Des organisateurs de tournois de poker en Suisse se mobilisent pour combattre le nouveau projet de loi qu’ils estiment contre-productif. Charly Mauron, fondateur de fripoker aux côtés de Alexandre Bourguet, fait le point. Une pétition est lancée.
Quand les autorités infligent un bad beat
Salut Charly. Peux-tu te présenter et expliquer ton expérience notamment en temps qu’organisateur de tournois au sein de fripoker?
Hello, dans la vraie vie je suis ingénieur et j’ai 2 grandes filles de 17 et 20 ans.
Avec fripoker, nous nous sommes lancés en 2008. C’était le premier tournoi légal en Romandie à la Gérine à Marly (Fribourg, Suisse) et nous avons cartonné. Les inscriptions se sont remplies en 8 minutes (60 joueurs à CHF 50.-).
Ensuite, nous avons toujours fait le plein (100 joueurs) en proposant deux tournois en parallèle (CHF 50.- et CHF 100.-) un dimanche sur deux. Nous avons donc décidé d’augmenter la cadence et nous avons trouvé un arrangement au Magic Billard à Villars-sur Glâne. Au moment de l’interdiction en 2010, nous étions ouverts 6 jours sur 7.
La grande majorité de nos joueurs jouaient CHF 50.- ou CHF 100.-. On organisait 4 fois par années des events à 300.- qui ont accueilli jusqu’à 300 joueurs qui venaient de toute la Suisse.

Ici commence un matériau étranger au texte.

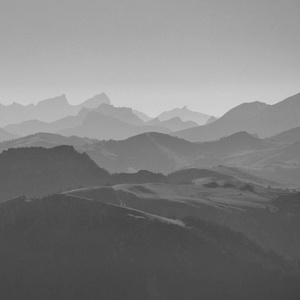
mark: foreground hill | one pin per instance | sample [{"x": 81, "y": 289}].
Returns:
[
  {"x": 104, "y": 127},
  {"x": 266, "y": 215},
  {"x": 5, "y": 135},
  {"x": 255, "y": 118},
  {"x": 164, "y": 154},
  {"x": 63, "y": 247},
  {"x": 275, "y": 158},
  {"x": 39, "y": 171}
]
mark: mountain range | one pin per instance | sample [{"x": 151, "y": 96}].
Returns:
[
  {"x": 276, "y": 158},
  {"x": 255, "y": 118},
  {"x": 48, "y": 110}
]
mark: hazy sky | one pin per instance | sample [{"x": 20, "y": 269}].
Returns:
[{"x": 152, "y": 55}]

Quelle est la situation actuelle du poker en Suisse et depuis quand la situation est-elle ainsi?
fripoker s’est arrêté net du jour au lendemain en juin 2010 à cause de la décision du Tribunal Administratif Fédéral de donner raison aux casinotiers.
Depuis, le poker a fait son chemin à Berne et la nouvelle loi a enfin été acceptée en référendum en juin 2019. Malheureusement, les cantons doivent adapter leur loi et ils ont jusqu’au 1er janvier 2021 pour le faire.
Est-ce qu’on peut jouer au poker en ligne en Suisse?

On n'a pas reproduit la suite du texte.